Running on AWS using Nextflow Tower

A public demonstration version of Tower is available at tower.nf and can be used to execute the pipeline on any cloud provider. You can log in here:

Access the Public Nextflow Tower

The first time you log in, your account request will need to be approved manually by the Nextflow team. Once you get an email about your account being activated, you’ll be able to log in again and run the pipeline.

Creating a Compute Environment

You will first need to create a compute environment in Tower to describe your compute resources. Use the “Tower Forge” method to automatically create the required resources. The official documentation provides detailed instructions to set this up. Below are some hints for the values that we found works for this pipeline.

Screen of creating an AWS compute environment

Adding the pipeline

In the Launchpad tab, click New pipeline and fill in these values:

Screenshot of creating a new pipeline

Launching the pipeline

When you click on the pipeline in the Launchpad, you will see all of the parameters laid out in a web GUI. Click “Upload params file” and select one of the JSON files in the examples directory, for example demo_tiny.json. This will populate the parameters with the values needed to run the pipeline to process the demo_tiny data set.

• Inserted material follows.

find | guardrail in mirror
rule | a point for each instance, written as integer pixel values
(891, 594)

Fill in the shared_work_dir to point to your fsx mount (e.g. /fsx/pipeline) and publish_dir to point to your mounted S3 bucket (/fusion/s3/bucket-name). Now click the Launch button. This will begin by downloading data in the data_manifest, and then running the complete analysis pipeline.

Processing your data

There are two ways to get your data into the pipeline. If your data is available via HTTP (e.g. on Figshare or similar file sharing service) then you can create a data manifest and the pipeline will download the data before running. Look under the data-sets directory for examples of how to set this up.

Alternatively, you can upload the data to your S3 bucket, and then set the data_dir parameter to point to it. You’ll need to click on “Show hidden params” to show this parameter in the web GUI. Also, you should add your S3 bucket to the “Allowed S3 buckets” field on your Compute Environment. The easiest way to do this is to go to the “Compute Environments” tab and click the “Clone” button to make a copy of your environment. Then you can add the S3 bucket to the “Allowed S3 buckets” field on the new environment.